- Middle SackvilleLocation of Lower Sackville, Nova Scotia
- Coordinates: 44°47′44.1″N 63°43′48.4″W﻿ / ﻿44.795583°N 63.730111°W
- Country: Canada
- Province: Nova Scotia
- Municipality: Halifax Regional Municipality
- Time zone: UTC-4 (AST)
- • Summer (DST): UTC-3 (ADT)
- Area codes: 902, 782

= Middle Sackville, Nova Scotia =

Middle Sackville is a suburban community located in Halifax Regional Municipality in Nova Scotia, Canada. It was named after George Germain, 1st Viscount Sackville.

==Geography==
Middle Sackville is located immediately north of Lower Sackville and south of Upper Sackville. Middle Sackville is located approximately 32 km north of Downtown Halifax.

==History==
Prior to European colonization, this area was inhabited by the Mi'kmaq.

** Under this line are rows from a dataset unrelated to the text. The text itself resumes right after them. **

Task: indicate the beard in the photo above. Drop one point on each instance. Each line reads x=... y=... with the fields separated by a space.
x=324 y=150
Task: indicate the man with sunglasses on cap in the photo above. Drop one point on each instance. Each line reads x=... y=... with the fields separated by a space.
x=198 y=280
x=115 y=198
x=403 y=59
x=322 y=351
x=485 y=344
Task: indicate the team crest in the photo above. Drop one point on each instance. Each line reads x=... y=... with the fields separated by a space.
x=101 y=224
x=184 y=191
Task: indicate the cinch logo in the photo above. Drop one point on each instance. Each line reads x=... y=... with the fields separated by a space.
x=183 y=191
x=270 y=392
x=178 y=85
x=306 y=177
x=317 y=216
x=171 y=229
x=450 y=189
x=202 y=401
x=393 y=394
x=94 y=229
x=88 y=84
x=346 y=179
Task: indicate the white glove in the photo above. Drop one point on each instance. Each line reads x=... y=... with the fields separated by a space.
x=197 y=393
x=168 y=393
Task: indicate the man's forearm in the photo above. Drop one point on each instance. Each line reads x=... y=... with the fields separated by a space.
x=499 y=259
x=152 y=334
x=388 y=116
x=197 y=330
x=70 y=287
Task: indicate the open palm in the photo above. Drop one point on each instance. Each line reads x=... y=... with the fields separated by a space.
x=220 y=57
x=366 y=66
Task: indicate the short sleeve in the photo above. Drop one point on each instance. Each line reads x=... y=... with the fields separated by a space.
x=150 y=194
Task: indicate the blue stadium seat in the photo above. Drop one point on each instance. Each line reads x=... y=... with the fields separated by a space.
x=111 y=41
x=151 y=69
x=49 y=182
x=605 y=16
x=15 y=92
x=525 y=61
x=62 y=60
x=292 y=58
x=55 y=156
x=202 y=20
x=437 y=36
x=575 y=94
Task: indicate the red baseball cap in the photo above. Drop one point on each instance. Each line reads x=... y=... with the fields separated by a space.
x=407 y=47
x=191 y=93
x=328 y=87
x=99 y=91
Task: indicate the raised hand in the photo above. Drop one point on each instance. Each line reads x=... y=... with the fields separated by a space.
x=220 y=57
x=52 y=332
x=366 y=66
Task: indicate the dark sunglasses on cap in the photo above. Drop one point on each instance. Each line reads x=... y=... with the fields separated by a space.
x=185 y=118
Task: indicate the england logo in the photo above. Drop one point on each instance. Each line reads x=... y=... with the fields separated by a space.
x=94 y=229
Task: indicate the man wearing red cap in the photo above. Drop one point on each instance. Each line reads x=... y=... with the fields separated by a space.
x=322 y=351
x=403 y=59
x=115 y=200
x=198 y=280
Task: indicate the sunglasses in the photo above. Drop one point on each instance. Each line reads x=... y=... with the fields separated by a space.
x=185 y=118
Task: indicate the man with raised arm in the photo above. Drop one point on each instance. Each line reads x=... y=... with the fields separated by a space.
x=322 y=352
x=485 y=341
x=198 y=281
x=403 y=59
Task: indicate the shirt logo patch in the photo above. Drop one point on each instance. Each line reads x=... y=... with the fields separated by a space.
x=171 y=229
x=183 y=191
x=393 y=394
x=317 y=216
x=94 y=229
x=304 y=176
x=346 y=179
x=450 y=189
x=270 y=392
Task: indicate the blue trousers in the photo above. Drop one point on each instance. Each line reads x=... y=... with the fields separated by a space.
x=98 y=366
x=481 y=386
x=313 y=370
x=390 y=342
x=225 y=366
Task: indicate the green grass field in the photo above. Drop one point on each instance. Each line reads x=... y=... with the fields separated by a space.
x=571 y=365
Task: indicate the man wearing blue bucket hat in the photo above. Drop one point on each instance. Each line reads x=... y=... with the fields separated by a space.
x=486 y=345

As a result of its unincorporated status until 1996, Middle Sackville and adjacent unincorporated communities such as Lower Sackville and Upper Sackville did not benefit from appropriate planning and are an example of urban sprawl. The boundaries for the three Sackville communities were "officially" defined in 2013 by HRM and areas (such as the popular Millwood subdivision) that in the past were informally called Lower Sackville were changed to Middle Sackville. Boundaries were based on historic accounts of the areas.

Middle Sackville was the site of an early black community in the area of Maroon Hill. The Maroons were blacks brought in from Jamaica to help with the building of the Halifax Citadel and other capital works. The Maroons did not settle permanently and were later relocated to Freetown by the British.

== Transportation ==

=== Road ===
Middle Sackville is served by Trunk 1, also known as Sackville Drive on this section. Highway 101 is a 4 lane provincial arterial route that bypasses the community, and can be accessed via Margeson Drive which meets Sackville Drive at a roundabout. This gives commuters easy access to the rest of HRM and the Annapolis Valley. Speed limits in Middle Sackville vary from 110 km/h on the highway to 50 km/h on residential streets.

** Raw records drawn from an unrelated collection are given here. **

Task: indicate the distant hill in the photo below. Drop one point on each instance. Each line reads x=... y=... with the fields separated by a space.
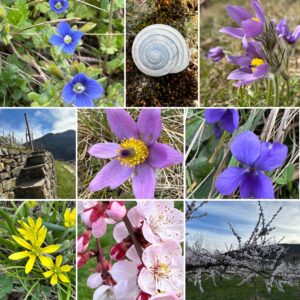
x=61 y=145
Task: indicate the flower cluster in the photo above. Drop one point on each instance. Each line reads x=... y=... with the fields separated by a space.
x=146 y=263
x=33 y=236
x=81 y=90
x=138 y=154
x=265 y=53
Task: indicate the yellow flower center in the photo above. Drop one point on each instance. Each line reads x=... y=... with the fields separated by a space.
x=133 y=152
x=256 y=62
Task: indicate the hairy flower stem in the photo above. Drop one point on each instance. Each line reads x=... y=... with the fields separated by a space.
x=133 y=237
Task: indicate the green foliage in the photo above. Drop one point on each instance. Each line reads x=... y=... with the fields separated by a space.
x=33 y=72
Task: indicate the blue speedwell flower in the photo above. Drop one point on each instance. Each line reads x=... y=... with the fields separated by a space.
x=82 y=90
x=223 y=119
x=59 y=6
x=255 y=157
x=67 y=39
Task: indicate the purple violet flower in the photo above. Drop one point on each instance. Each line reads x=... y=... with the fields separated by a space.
x=138 y=153
x=67 y=39
x=82 y=90
x=223 y=119
x=255 y=157
x=215 y=54
x=251 y=25
x=284 y=32
x=59 y=6
x=253 y=65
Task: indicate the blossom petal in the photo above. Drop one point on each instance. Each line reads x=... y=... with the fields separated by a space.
x=143 y=182
x=272 y=156
x=229 y=180
x=235 y=32
x=238 y=13
x=112 y=175
x=257 y=186
x=121 y=123
x=212 y=115
x=104 y=150
x=162 y=156
x=252 y=28
x=149 y=125
x=246 y=148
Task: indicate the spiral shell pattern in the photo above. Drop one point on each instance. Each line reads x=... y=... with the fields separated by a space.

=== Public transportation ===
Halifax Transit provides service to the community via routes 83 Springfield, 183 Springfield Express, 85 Millwood, and 185 Millwood Express. These routes replaced their predecessors in November, 2019.

In the past there have been talks of adding a commuter rail service to Halifax via Windsor Junction and the disused Windsor and Hantsport railway line which bypasses the community, possibly being operated by VIA Rail. Lack of political support regarding construction and operating costs in recent years have scuttled the plans.

== Education ==
The community is home to five schools, including Millwood Elementary, Sackville Heights Elementary, Harry R. Hamilton Elementary, Sackville Heights Junior High, and Millwood High School. The schools have a combined population of about 2,700 students as of 2019.